Training-Free Lexical-Dense Fusion for Conversational-Memory Retrieval

Retrieving the few past turns that answer a new query across long multi-session histories is the retrieval bottleneck behind long-term conversational memory (LoCoMo, LongMemEval). Recent concurrent work, Nano-Memory, shows that scoring a session by the maximum query-turn similarity (late interaction, "Turn Isolation Retrieval") beats mean-pooled session embeddings. We do not claim that effect; we replicate it and ask what a training-free, CPU-only retrieval stage should add around it. We report four findings. (1) Fuse: score-level fusion of the late-interaction dense score with BM25, under a single leave-one-conversation-out weight, adds +8.8 to +17.2 points of LoCoMo Hit@1 over late interaction alone across six encoders (all p<1e-4), reaching Hit@1 0.752 / NDCG@5 0.829 (e5-large-v2), +11.2 pp over BM25. (2) An off-the-shelf web-search cross-encoder reranker over the fused top-10 hurts here, degrading Hit@1 by 6.9 pp (one reranker, one configuration). (3) A pooling-operator ablation shows top-k late interaction matches max-similarity, but a naive smooth-max (log-sum-exp) collapses for half the encoders. (4) The late-minus-early gap is large for all six encoders and tends to be larger for larger ones, while the marginal fusion gain shrinks; on LongMemEval-S, a lexical regime where BM25 saturates, the net fusion gain over BM25 is small and not significant.

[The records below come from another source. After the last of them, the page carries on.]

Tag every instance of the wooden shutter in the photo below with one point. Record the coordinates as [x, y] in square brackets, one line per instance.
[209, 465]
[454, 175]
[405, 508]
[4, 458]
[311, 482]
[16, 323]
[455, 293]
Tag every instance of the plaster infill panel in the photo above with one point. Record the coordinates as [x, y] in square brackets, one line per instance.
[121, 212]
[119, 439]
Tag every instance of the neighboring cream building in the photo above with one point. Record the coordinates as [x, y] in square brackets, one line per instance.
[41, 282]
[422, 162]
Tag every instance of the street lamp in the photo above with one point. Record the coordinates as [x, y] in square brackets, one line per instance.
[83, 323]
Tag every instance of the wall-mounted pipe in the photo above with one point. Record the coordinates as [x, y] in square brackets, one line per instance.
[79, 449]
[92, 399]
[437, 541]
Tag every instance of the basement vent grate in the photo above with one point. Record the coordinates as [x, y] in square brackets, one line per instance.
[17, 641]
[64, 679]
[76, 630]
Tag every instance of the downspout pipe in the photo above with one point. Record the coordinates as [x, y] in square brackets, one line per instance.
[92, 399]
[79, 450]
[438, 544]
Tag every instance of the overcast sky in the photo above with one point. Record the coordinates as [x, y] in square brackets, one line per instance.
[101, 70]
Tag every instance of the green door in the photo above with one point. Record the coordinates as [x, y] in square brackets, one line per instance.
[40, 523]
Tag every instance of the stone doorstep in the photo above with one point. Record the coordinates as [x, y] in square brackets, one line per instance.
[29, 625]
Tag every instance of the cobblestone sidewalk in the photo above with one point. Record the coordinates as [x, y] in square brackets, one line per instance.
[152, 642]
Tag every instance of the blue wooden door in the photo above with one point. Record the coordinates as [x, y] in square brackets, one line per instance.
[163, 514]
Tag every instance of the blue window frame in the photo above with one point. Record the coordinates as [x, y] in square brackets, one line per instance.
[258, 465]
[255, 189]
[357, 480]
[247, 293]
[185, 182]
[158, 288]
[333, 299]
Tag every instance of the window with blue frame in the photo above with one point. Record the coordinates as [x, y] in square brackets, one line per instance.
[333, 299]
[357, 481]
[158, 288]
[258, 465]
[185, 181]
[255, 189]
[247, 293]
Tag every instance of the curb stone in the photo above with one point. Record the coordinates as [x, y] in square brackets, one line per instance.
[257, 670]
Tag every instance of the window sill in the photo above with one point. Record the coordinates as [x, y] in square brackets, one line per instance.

A per-category analysis frames the gain as a division of labor: dense late interaction helps most on multi-hop and temporal questions but trails BM25 on adversarial ones. The contribution is a controlled, reproducible account of a strong training-free retrieval recipe, not the late-interaction retriever itself (Nano-Memory's). We make no claim to a complete memory architecture; this is a retrieval-stage study.

翻译：跨多会话长历史中检索回答新查询的最近几轮对话，是长期对话记忆（LoCoMo, LongMemEval）中的检索瓶颈。近期并行工作Nano-Memory表明，通过最大查询-对话轮次相似度（后期交互，"轮次隔离检索"）对会话评分优于均值池化会话嵌入。我们并非声称该效应，而是复现该结果并探究无训练、仅CPU的检索阶段应如何增强该方案。我们报告四项发现：（1）融合：在单次留一对话验证权重下，对后期交互稠密得分与BM25进行分数级融合，在六个编码器上相比单纯后期交互提升LoCoMo的Hit@1指标8.8至17.2个百分点（所有p<1e-4），达到Hit@1 0.752 / NDCG@5 0.829（e5-large-v2），相较BM25提升11.2个百分点。（2）在融合后Top-10结果上使用现成网络搜索交叉编码器重排序会导致性能下降，Hit@1降低6.9个百分点（单重排序器、单一配置）。（3）池化算子消融实验表明，Top-k后期交互与最大相似度匹配，但朴素平滑最大值（对数-求和-指数）在半数编码器上失效。（4）六个编码器的后期-前期差距均较大，且更大编码器通常差距更大，而边际融合增益却缩小；在LongMemEval-S（BM25饱和的词汇预测场景）上，相比BM25的净融合增益微小且不显著。按类别分析将增益归因于分工：稠密后期交互在多跳和时序问题上效果最优，但在对抗性问题上落后于BM25。本文贡献在于提供一种可控、可复现的强效无训练检索方法报告，而非后期交互检索器本身（属于Nano-Memory的贡献）。我们未声称构建完整记忆架构，本研究仅限于检索阶段。